Abby tucks her limp hair behind her ears and releases a heavy sigh.

“I don’t even know what was wrong with me.

I didn’t always feel this way.” She wraps her arms tightly around herself.

“I used to love the outdoors—hiking, camping, climbing into trees just so I could sit in the branches and listen to the silence of nature.” Her gaze traces along the thick branches of the birch tree up to the canopy of leaves.

“Then the pain came. Not like a broken bone or a sprained ankle, or something you can point at and know how to fix it. It was like a bruise that ached inside me with no answers. No explanation. No cure. Some days, if I thought about the pain, it hurt so badly I couldn’t breathe.

Other days, I felt nothing. I was numb to everything.

I went through the motions, but I didn’t care about anything. ”
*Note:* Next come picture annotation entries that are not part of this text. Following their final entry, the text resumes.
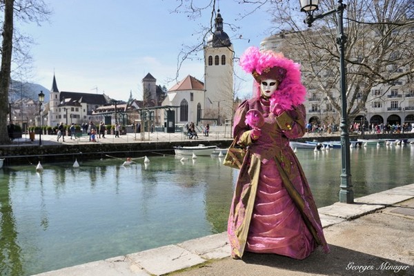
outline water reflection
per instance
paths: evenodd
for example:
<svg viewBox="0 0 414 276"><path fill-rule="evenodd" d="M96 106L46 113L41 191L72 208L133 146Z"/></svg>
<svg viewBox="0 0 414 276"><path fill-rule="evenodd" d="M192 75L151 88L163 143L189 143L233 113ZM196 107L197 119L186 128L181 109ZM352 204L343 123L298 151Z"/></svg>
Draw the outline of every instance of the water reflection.
<svg viewBox="0 0 414 276"><path fill-rule="evenodd" d="M341 151L297 152L318 207L338 201ZM414 146L353 149L355 197L413 182ZM0 170L2 275L32 275L226 230L237 170L219 158L107 159ZM73 253L76 252L76 254Z"/></svg>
I shift my left hand so it sits between us—the best I can do to offer physical closeness. “And you kept it all to yourself?”

Her face crumples as she nods. “I’ve never had close friends, and my mom and dad were fighting a lot, mostly about money.

I knew if I told them, they’d do the right thing and send me to doctors and pay for therapists.

Maybe they would have even put me in one of those clinics.

But what if after all that, I was still broken?

My existence was enough of a burden on them.

I didn’t want to be what broke them.” She looks up at me with agony in her eyes, begging for understanding.

“I tried really hard to be good and happy for them, or at least pretend to be, but it hurt so much, and I was so tired.” She goes back to staring at the tree, her voice distant.

“When I found out that the reason money was so tight was because they wanted to hold onto the house for me, I figured out how I could help them and finally make the pain stop. If I wasn’t alive anymore, they’d be free.

I was so relieved, it was the closest I’d felt to happiness in years.

” Her fingers curl into claws that dig into her sides.

“It took me a year to gather the courage to actually do it. I got close a few times, but I chickened out at the last minute.”

My heart bleeds for this girl, her pain brushing against some of my own fears. “What made last night different?”